Quale altro settore è a rischio stop prolungato?
«Credo che una riflessione accurata debba essere fatta sui trasporti, specie il trasporto pubblico locale. Migliaia di persone utilizzano questo sistema per spostarsi, per andare al lavoro. Certamente occorrerà adottare altre limitazioni».

Il calcio e le attività sportive potranno riprendere?
«Allo stato attuale non ne vedo le condizioni».

Dunque, lei è d'accordo con il suo collega Rezza: niente ripresa dei campionati.
«Il calcio è uno sport che prevede contatti fisici, emissioni di liquidi e sudore. Non mi sembra prudente. Poi, non dimentichiamo che gli atleti sono dei lavoratori, dunque bisogna mettere in atto adeguate misure di protezione anche della loro salute».

Ci si potrà muovere o allenare all'aperto?
«Se si tratta di pratiche individuali, sì».

Insomma: ci aspetta un lungo periodo di ulteriori restrizioni, magari più blande, ma pur sempre restrizioni...
«Forse non a tutti è chiaro che questa pandemia è un evento epocale, di portata straordinaria e di dimensioni storiche. Le sofferenze e le preoccupazioni sono tante: questo è un virus insidioso, dobbiamo affrontarlo con determinazione».

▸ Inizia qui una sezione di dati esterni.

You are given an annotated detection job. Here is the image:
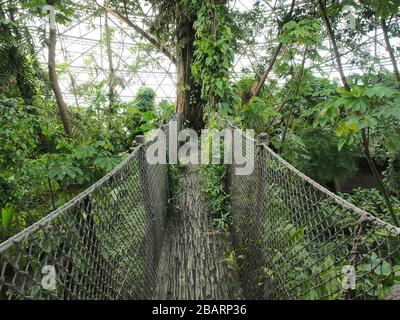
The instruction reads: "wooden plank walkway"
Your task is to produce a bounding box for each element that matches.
[155,167,242,300]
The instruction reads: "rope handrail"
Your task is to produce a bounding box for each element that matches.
[217,117,400,300]
[0,115,180,300]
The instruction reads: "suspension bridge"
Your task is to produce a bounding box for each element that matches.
[0,115,400,300]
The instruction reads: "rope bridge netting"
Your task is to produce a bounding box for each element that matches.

Come valuta l'andamento in Italia? La curva scende molto lentamente e il numero dei decessi continua a essere alto...
«I dati vanno guardati e raffrontati su un lasso di tempo di due settimane. In Italia la curva scende lentamente perché qui non abbiamo potuto fare come a Wuhan: chiudere tutto. Lì c'è tutta la Cina intorno che produce, qui non è possibile. Ma i numeri sarebbero stati ben peggiori se non si fossero adottate tutte le contromisure che ci sono state».

C'è qualcosa che non ha funzionato?
«Pur in presenza di un caso straordinario, me lo lasci dire, il sistema sanitario in Lombardia e in tutta Italia ha dimostrato di reggere l'urto».

I dati della Protezione civile parlano di un 65% di sopravvivenza per i pazienti ricoverati in terapia intensiva.
«C'è stata una pressione enorme. Il dato saliente è che la risposta in termini di assistenza è avvenuta. Ma questa da sola non basta. Va aiutata con l'apporto di altri elementi».

Quali?
«I test e il tracciamento. Dobbiamo coniugare l'aspetto della verifica delle condizioni della popolazione sotto l'aspetto sanitario e tracciarne gli spostamenti, ricostruire i contatti con l'ausilio delle tecnologie. Non c'è altra strada».

Siamo pronti per farlo?
«La direzione è questa. Dovremo andare verso il rilascio di un passaporto digitale».

L'impressione sinora è che il governo dia delle indicazioni e le Regioni vadano un po' per conto proprio.
«Non da oggi sostengo e auspico la necessità di un'unica regia centralizzata».

Ma in Italia non è così.
«La sanità è materia concorrente tra Stato e Regioni, lo dice il nostro ordinamento. Credo che sia necessaria una chiara assunzione di responsabilità rispetto alle scelte che si adottano».

Dare l'impressione che in Veneto e Liguria alcuni divieti non valgano mentre, per esempio, in Campania e Lombardia le restrizioni sono maggiori, non crede disorienti l'opinione pubblica?
«Allora le rispondo che la situazione attuale non può essere in alcun modo derubricata a fatto passeggero: non ci sono elementi per giustificare alcun allentamento delle misure sin qui adottate».